>STRATEGY – With Crude’s decline, expect short-term rally to continue…
Executive Summary
We can all breathe a sigh of relief as last week’s events have come to an end. If we look at the past week in hindsight, key negative risks such as Greece’s exit from the Eurozone have clearly been avoided, which has been enough to calm frayed nerves in the markets. Similarly, in the US, the Fed extended its Maturity Extension Program (MEP), or Operation Twist, by $267 bn and assured markets that more will be done if required thus expanding chances of another round of Quantitative Easing. Thus, things on the global side played out in the favor of bulls.

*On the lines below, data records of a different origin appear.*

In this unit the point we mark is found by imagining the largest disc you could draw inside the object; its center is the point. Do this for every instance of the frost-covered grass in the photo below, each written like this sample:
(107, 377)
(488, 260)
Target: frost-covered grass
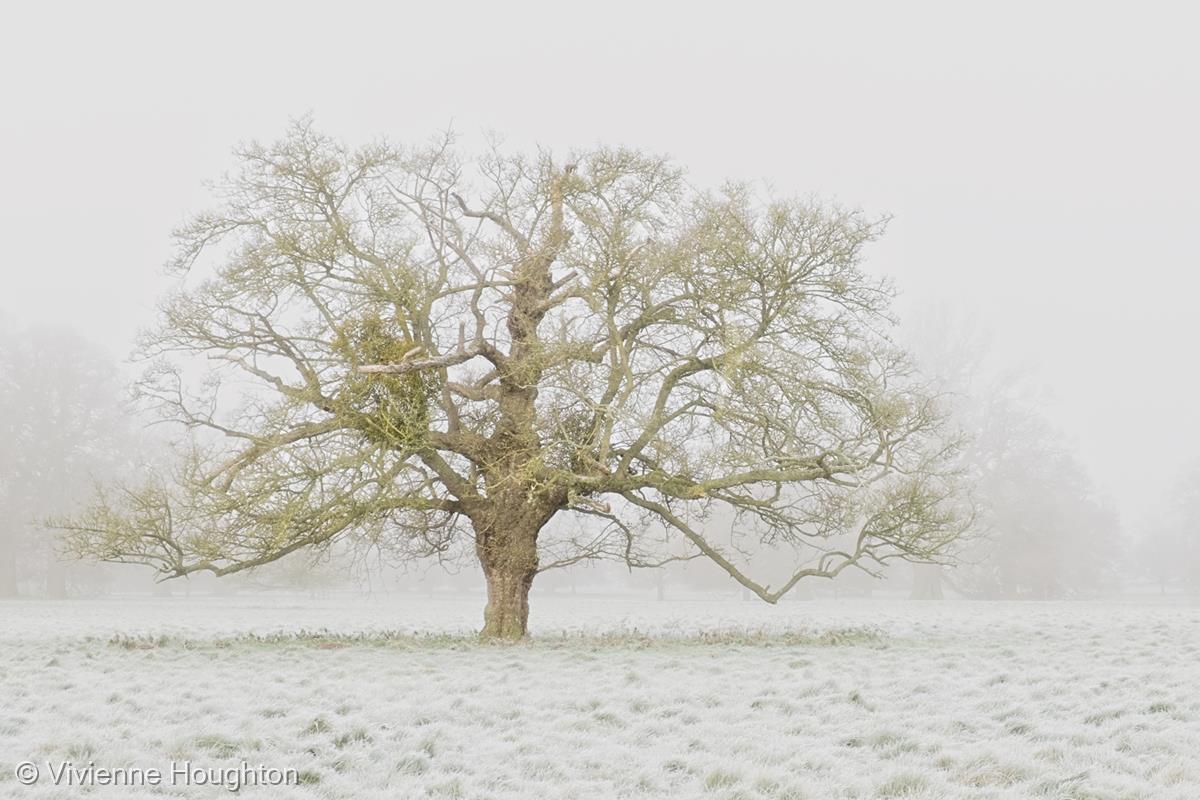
(391, 697)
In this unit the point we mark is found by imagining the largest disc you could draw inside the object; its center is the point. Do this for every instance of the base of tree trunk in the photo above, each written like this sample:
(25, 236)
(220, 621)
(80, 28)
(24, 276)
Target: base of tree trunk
(507, 615)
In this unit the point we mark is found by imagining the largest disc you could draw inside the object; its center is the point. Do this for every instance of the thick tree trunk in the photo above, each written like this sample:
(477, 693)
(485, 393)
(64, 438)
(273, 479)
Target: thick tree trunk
(509, 557)
(507, 614)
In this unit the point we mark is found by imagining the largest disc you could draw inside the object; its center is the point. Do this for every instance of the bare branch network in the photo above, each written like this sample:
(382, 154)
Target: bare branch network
(581, 360)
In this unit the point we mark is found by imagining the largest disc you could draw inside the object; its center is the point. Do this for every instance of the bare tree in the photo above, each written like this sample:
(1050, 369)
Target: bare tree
(60, 427)
(424, 352)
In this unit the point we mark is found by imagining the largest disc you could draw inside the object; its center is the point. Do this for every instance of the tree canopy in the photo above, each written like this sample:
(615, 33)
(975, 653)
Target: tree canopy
(423, 350)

On the domestic front, the RBI delivered a surprise by keeping policy rates and CRR unchanged, contrary to market expectations.
The joker in the pack, however, has been crude oil. Brent crude has dropped to $90/barrel on global growth concerns and a 22-year high stock pile in the US. The fall in crude prices has become one of the biggest game changers for India with its ramifications pretty strong on account of our twin deficits.
On the political scenario, the Prime Minister has taken up the Finance portfolio as Mr. Pranab Mukherjee resigned to contest for presidential elections. This raises some hopes that the PM will act once again as he had done in 1991. Thus, any strong move could have a strong signaling effect on the markets.
Technically, we are well placed above 200 DMA. The recent fall in crude oil prices coupled with strong technical indicators suggest that the current rally may extend to previous highs of 5,500. Hence we recommend trading on the long side in the next 3 to 6 weeks.
Recent events - No complaints as negatives avoided
Greece election results helped restore some calm in the markets with the New Democratic Party (NDP), Pasok and the Democratic Party of the Left forming a coalition government with a total seat count of 179 out of 300 (60%). Thus, the near-term fear of Greece moving out of the Eurozone has been put to rest as the new government realizes the importance of its existing Eurozone membership. This is the outcome that markets wanted to see as the new coalition has generally signaled a willingness to go along with the current bailout path and not buck the rest of Europe.
The Federal Reserve, too, did not deliver any major surprises as it announced a continuation to its MEP (Operation Twist) to the tune of $267 bn. Further, the Fed decided to keep the target range for federal funds rate at 0 to 0.25% and exceptionally low levels for the federal funds rate at least through late 2014. The Fed’s acknowledged that the US economy is expanding only moderately and that growth in employment has also slowed in recent months, keeping unemployment rates elevated. The Fed’s assurance that it will be ready to support the market as needed however lends assurance of another round of QE in the near term.
The RBI, meanwhile, in its June 2012 mid-quarter monetary policy review maintained a status quo on repo rate and CRR at 8.0% and 4.75%, respectively. This move was made in contrast to both our and market expectations of 25bps reduction in policy rates. The Reserve Bank cited concern on inflation and shifted the blame of slower investment growth on the government and other reasons. It is interesting to note that RBI once again has shifted focus on headline inflation rather than the more encouraging core inflation number and going forward monsoon’s performance will play a pivotal role in determining headline inflation trends.
Crude comes to the rescue
The joker in the pack has definitely been crude oil. Brent crude has fallen to $90/barrel on global growth issues and a 22-year high stock pile in the US. The fall in crude prices has become one of the biggest game changers for India, with its ramifications pretty strong on account of our twin deficits. The current account is sensitive by 45bps for every $10/barrel move in crude and crude’s decline from $120/barrel to $90/barrel means that we can now expect CAD at 2.5% in FY13 if crude ends the year averaging at $90/barrel. On the fiscal account as well, a decline in crude helps bail out the central government as they continue to struggle to push a hike in diesel prices. Further, even adjusted for a fall in Rupee, domestic cost of fuel has declined by over 10% since January. This lends some comfort to OMCs given that they have been unable to hike diesel prices.